Our group is exploiting the unique reactivity of electrophilic gold complexes for the discovery of novel and useful reactions that may apply to various areas of organic synthesis.
New Gold Catalysts
The synthesis of new gold catalysts is of main importance in order to improve the efficiency and selectivity of reactions, access novel reactivity and modulate the behavior of gold intermediates in synthetic transformations. Our group is active in this area and has developed several families of gold(I) complexes which are now largely employed as catalysts by research groups working in the field of homogeneous gold catalysis.
By taking advantage of the unique reactivity of electrophilic gold species, our group designs and develops catalytic processes allowing for the formation of multiple C–C and/or C-heteroatom bonds in a single operation and in a stereoselective manner.
Cyclizations - Multiple Bond Forming Transformations
Nitrogen nucleophilic partners possesing a leaving group can be used in gold catalysis to formally transfer a nitrene species on a carbon pi-system. We exploit such a type of reactivity to develop processes allowing the synthesis of various nitrogen containing heterocycles by aminofunctionalization of alkyne and allene motifs.
Nitrene transfers onto carbon pi-systems
Hydrogen transfer processes
Hydrogen transfer, whether formally as a hydride (H-) under electrophilic activation or as (H•) under
radical conditions, represents a useful method to functionalize organic molecules and increase their structural complexity. While many transformations involving these processes have been reported over the years, this reactivity remains underexploited in the context of synthetic methodology. Using gold catalysis or radical chemistry, we design and develop transformations allowing the hydrofunctionalization of carbon pi-systems (alkenes, alkynes and allenes) and/or the functionalization of C-H bonds.

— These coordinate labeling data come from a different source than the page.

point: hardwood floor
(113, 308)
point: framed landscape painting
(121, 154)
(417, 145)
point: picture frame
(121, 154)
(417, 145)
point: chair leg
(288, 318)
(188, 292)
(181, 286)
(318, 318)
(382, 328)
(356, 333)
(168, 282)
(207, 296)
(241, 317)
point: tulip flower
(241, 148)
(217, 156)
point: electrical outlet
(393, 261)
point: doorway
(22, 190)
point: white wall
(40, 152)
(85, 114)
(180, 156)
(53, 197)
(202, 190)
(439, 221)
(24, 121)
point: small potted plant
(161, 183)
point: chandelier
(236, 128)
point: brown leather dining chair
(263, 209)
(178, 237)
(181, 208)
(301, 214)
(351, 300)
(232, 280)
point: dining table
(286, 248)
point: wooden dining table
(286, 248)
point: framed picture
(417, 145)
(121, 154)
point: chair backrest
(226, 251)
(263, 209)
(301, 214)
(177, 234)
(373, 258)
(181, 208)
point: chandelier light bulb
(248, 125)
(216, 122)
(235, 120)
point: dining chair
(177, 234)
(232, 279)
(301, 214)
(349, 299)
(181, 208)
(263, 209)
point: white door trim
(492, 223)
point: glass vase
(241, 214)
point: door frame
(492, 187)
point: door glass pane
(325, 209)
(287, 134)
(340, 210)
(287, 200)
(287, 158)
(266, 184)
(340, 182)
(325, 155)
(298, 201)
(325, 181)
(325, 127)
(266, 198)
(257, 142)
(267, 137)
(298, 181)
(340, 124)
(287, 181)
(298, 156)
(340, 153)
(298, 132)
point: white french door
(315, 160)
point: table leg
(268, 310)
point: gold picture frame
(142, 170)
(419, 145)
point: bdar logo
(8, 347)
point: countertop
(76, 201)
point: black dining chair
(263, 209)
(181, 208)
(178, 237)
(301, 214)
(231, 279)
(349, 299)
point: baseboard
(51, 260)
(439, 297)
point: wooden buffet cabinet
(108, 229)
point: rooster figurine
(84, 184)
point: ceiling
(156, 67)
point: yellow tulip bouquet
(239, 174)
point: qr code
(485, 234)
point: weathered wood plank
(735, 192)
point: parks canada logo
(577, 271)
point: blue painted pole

Hydride transfer processes
Gold catalysis, which allows the generation of highly electrophilic intermediates, represents a particularly useful tool to perform hydride transfers. Our group exploites this property in the development of transformations that involve intramolecular hydride shifts on gold-activated alkynes and allenes or on electrophilic gold intermediates.
Radical hydrogen transfer
We are also employing radical chemistry under redox conditions to develop transformations involving intermediate H transfer steps. We are more especially interested in reactions allowing the regio- and diastereoselective hydrofunctionalization of alkenes.